Pleased to meet this dude Shawn! I like his hat; very well done. 
The legs looks a bit short but on the other hand it gives the figure a sort of own character. 
What do you use to sculpt your figures with?


----------



## snowshoe (Jan 2, 2008)

Thanks Im using premo clay. Im going to try the sculpty next and try wire instead of foil for the skeleton. After seeing Erics article in GR it gave me some good pointers so far. (Nice article Eric)


----------



## peter bunce (Dec 29, 2007)

Hi Shawn,

Just a check - you have got the PDF on figure construction from Chris Walas? 

If not Jerry Barnes has a topic on them at -- 



http://www.mylargescale.com/Community/Forums/tabid/56/aff/21/aft/119979/afv/topic/Default.aspx


They are PDF's so use the 'save target as' to download them


----------



## snowshoe (Jan 2, 2008)

Posted By peter bunce on 04 Jan 2012 05:54 AM 
Hi Shawn,

Just a check - you have got the PDF on figure construction from Chris Walas? 

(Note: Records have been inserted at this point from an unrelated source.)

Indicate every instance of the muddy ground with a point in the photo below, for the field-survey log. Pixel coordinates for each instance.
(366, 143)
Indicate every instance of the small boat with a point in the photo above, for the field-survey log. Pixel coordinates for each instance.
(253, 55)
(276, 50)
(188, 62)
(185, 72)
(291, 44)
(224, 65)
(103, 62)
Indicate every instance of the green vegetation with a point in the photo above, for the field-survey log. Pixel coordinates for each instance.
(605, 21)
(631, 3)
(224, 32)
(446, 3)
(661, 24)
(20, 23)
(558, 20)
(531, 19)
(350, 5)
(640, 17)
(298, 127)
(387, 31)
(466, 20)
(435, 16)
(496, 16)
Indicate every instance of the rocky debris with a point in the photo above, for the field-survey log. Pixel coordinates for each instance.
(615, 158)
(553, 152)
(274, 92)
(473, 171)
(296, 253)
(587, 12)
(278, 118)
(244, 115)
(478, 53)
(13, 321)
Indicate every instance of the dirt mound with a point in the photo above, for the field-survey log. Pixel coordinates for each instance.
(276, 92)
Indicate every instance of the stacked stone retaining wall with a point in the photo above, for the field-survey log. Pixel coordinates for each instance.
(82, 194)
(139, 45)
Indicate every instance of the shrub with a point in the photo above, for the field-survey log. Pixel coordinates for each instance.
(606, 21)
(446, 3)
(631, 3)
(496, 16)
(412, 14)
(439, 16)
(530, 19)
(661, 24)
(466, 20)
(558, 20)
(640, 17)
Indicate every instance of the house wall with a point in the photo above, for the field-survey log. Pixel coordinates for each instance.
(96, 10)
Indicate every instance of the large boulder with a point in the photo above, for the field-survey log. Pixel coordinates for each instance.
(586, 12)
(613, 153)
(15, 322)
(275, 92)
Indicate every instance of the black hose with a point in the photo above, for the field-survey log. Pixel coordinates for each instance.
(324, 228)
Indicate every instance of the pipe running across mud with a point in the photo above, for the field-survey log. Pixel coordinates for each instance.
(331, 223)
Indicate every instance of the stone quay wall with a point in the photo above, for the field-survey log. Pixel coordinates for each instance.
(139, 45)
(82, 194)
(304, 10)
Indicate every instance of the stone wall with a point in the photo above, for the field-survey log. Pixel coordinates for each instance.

If not Jerry Barnes has a topic on them at -- 



http://www.mylargescale.com/Community/Forums/tabid/56/aff/21/aft/119979/afv/topic/Default.aspx


They are PDF's so use the 'save target as' to download them 



Thanks Peter Ill have to check them out.


----------



## Torby (Jan 2, 2008)

Forget the sculpy. Premo is much nicer.


----------



## Phippsburg Eric (Jan 10, 2008)

I like the feel of Super Sculpy. It is smooth and easy to form at least when new. It gets harder when it has sat around for a while but still kneeds out nicely with a little work and forms well. makes good sharp impressions and smooth surfaces. can be worked very thin. 

I tried Fimo and didnt like it...it was tough to get the shape without bending or damaging previous work. Make the face and the back of the head was flat. regular sculpy is much like the Fimo and not as good as "super sculpy"

The second Dude looks great Shawn!


----------



## snowshoe (Jan 2, 2008)

Thanks again guys. Ill have try the super sculpy and premo and see what works best. The sculpy was a little hard to work with. (then yet I did have it sitting around for a while) Not very soft. Ill have to experiment and see what works best. Eric great article in R. Im looking forward to seeing the next steps. I like the idea of using wire. Will give that a try next. Foil works but can be a little pain to work with. Seems to break easy when twisting.


----------



## BillinOregon (Feb 6, 2012)

Wow, those links are priceless.


----------



## Phippsburg Eric (Jan 10, 2008)

Shawn--
I use wire in my other life as a boat builder. I use it to assemble pre-cut plywood panels into boat shapes before gluing them with epoxy. I use copper because it is easy to work with my fingers and doesn't break too easily when I twist it tight. The same wire was a natural choice for me to use to make figures.


----------